Informing the media and our supporters was the first step. We sent a tip to Joan Bryden of The Canadian Press and watched as the news of Schipper’s appointment and his inflammatory comments spread across the country.
Dying With Dignity Canada also made a public call for Schipper to clarify his statements. Did he still stand by what he wrote? Could he affirm his commitment to impartiality as chair of the panel examining how Canada’s assisted dying law affects individuals whose choice depends on being able to make an advance request for assisted dying?
After two weeks of silence, the CCA announced that Schipper would remain on the panel, but he would no longer serve as its chair. It was a promising development in a process that, while influential, has raised concerns for our organization. These studies were launched to examine the possibility of opening up assisted dying access for mature minors, individuals whose primary conditions are psychiatric, and individuals with degenerative conditions like dementia who would need to consent in advance in order to be able to have an assisted death. But from the get-go, the government instructed the working groups not to provide policy recommendations in the final report, which is due in late 2018.
Giving you a platform to Voice Your Choice
In addition, the CCA working groups will not be conducting broad consultations with ordinary Canadians whose rights are at stake. Instead, they have asked for feedback from 500 organizations who have an interest in the issues at hand. We believe that excluding ordinary Canadians from this process is unjust, and frankly, un-academic. How can researchers understand the impacts of our country’s assisted dying rules if they don’t consult the people who are most affected?

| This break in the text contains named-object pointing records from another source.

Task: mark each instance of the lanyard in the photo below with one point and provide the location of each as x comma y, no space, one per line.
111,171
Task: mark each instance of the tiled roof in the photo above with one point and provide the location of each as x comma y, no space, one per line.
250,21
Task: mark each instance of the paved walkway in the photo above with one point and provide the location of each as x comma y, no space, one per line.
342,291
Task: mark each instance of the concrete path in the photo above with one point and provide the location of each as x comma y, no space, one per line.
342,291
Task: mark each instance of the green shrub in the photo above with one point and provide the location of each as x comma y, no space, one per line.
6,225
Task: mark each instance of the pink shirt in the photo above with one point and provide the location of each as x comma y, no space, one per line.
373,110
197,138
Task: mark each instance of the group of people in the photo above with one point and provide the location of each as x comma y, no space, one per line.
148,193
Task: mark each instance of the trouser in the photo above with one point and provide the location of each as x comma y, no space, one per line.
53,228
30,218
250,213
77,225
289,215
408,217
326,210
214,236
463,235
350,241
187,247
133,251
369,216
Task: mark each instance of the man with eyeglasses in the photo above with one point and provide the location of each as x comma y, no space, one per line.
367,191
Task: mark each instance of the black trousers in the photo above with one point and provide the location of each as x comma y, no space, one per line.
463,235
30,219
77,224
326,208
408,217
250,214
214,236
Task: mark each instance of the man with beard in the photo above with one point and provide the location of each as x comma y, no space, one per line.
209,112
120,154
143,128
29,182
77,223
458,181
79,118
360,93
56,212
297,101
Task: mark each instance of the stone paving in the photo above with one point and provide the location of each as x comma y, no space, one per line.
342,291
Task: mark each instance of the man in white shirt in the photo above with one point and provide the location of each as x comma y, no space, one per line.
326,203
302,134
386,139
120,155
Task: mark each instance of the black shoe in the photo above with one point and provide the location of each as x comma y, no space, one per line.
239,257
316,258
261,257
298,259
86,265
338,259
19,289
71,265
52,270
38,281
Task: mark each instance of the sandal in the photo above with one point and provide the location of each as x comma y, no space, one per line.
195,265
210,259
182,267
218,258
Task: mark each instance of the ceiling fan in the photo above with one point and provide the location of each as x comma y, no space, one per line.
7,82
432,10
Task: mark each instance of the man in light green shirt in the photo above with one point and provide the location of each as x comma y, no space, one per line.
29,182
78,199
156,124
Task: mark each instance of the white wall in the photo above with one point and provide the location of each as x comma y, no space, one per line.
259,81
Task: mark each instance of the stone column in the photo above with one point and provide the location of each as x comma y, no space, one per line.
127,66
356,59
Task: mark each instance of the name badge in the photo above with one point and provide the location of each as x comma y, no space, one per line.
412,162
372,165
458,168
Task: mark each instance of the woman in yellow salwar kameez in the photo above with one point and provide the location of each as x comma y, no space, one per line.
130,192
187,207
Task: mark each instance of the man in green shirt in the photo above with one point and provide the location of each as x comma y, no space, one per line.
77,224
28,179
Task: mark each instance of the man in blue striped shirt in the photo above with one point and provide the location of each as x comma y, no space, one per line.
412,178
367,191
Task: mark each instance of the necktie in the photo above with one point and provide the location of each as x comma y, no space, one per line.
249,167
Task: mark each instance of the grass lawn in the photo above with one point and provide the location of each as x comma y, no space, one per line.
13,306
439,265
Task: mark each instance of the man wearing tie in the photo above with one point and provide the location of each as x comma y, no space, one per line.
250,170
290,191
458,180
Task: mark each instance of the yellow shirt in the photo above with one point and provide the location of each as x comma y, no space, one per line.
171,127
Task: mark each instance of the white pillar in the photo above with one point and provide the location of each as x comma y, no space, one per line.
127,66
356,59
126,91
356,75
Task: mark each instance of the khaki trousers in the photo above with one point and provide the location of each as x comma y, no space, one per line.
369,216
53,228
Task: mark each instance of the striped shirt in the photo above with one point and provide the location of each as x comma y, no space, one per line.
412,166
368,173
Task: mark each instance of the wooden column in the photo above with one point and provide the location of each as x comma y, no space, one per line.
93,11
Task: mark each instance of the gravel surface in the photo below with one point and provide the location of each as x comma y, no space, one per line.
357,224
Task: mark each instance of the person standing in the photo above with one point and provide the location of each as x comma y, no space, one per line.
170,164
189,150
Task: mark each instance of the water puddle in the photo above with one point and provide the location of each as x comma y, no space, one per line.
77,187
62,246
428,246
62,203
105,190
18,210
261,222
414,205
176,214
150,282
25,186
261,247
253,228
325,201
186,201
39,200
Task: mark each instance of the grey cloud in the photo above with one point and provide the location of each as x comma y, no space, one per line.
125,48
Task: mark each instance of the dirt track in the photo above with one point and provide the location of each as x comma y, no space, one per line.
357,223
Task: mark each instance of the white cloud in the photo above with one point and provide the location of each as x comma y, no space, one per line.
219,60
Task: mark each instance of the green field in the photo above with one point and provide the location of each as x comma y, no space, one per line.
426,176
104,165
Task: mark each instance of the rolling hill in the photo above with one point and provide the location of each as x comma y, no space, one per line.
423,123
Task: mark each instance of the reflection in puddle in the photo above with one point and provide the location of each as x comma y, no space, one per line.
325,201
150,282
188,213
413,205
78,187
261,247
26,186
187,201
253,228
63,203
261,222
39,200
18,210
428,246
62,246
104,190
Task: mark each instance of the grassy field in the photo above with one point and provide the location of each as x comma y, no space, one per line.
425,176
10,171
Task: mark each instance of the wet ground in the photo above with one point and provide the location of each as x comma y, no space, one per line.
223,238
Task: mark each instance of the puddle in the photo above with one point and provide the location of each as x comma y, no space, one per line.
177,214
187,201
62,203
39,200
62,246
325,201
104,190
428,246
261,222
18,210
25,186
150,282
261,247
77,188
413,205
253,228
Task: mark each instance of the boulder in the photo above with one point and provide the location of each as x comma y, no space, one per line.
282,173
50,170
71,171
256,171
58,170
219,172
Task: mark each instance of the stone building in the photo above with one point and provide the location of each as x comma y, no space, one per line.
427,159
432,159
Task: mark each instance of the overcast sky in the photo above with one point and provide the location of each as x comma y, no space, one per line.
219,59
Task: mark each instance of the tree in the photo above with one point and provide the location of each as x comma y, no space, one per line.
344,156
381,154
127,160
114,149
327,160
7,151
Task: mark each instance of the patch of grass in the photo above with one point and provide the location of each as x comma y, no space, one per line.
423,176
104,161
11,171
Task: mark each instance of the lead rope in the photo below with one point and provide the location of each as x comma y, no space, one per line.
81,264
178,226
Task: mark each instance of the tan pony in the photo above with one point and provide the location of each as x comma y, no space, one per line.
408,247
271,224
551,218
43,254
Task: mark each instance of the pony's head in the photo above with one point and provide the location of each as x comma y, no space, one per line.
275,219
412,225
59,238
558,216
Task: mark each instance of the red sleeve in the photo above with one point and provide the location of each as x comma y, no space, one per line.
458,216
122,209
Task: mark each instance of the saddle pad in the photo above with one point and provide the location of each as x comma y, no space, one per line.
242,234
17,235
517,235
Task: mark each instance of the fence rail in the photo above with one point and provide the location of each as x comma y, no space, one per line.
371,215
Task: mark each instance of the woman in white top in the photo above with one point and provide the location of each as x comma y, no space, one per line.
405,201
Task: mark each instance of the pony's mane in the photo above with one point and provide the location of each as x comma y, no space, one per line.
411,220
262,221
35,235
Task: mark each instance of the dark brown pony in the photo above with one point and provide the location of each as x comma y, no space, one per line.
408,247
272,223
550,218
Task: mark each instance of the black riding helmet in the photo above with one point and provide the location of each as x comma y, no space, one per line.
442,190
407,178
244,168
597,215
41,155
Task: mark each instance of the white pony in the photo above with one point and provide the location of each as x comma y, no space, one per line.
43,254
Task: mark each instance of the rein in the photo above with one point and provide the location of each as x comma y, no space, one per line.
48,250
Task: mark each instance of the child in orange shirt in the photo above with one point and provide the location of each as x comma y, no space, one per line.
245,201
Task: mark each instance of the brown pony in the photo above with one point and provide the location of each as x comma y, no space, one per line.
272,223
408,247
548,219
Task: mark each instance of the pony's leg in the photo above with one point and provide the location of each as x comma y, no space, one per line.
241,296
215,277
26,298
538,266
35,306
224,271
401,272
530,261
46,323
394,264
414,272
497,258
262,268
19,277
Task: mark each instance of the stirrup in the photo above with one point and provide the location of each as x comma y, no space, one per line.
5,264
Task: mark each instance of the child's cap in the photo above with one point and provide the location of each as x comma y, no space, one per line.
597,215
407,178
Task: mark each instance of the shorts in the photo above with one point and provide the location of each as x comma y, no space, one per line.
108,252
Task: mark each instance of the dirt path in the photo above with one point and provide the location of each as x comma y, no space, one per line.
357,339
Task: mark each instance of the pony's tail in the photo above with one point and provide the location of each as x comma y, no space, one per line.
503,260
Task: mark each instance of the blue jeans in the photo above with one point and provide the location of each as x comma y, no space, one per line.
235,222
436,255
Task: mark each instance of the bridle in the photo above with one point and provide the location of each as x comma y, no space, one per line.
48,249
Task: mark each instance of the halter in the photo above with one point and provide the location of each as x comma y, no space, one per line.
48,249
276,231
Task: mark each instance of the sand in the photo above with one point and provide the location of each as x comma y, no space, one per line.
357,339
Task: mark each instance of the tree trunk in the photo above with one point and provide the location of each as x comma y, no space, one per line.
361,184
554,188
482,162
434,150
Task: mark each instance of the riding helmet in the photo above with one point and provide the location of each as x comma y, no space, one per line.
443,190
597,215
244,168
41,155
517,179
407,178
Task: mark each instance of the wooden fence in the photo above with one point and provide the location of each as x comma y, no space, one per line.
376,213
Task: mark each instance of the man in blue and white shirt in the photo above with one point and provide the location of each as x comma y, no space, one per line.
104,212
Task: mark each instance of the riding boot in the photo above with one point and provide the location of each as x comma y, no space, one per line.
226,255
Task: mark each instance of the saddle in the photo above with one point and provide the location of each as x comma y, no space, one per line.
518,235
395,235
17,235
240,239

Recognizing how crucial it is for our supporters to be heard, we relaunched our Voice Your Choice campaign, inviting Canadians from coast to coast to share their personal stories. In their own words, they have let us know exactly what is at stake for countless Canadians if the law remains unchanged. These testimonies will be included as part of our official submission to the CCA.
We know your stories are our best shot at effecting change this time around, and they will be pivotal in other studies, too. Quebec Health Minister Gaétan Barrette said in March that his government would be establishing its own expert panel to examine the issue of advance requests for assisted dying. We look forward to learning more details about the study and vow to keep our supporters informed about how they can get involved.
When the federal assisted dying legislation was passed last June, we knew we couldn’t just pack it up and close up shop, not with so many Canadians still on the outside looking in. DWDC will continue to do everything in our power to make sure your voices are heard by the people on the inside — whether they like it or not.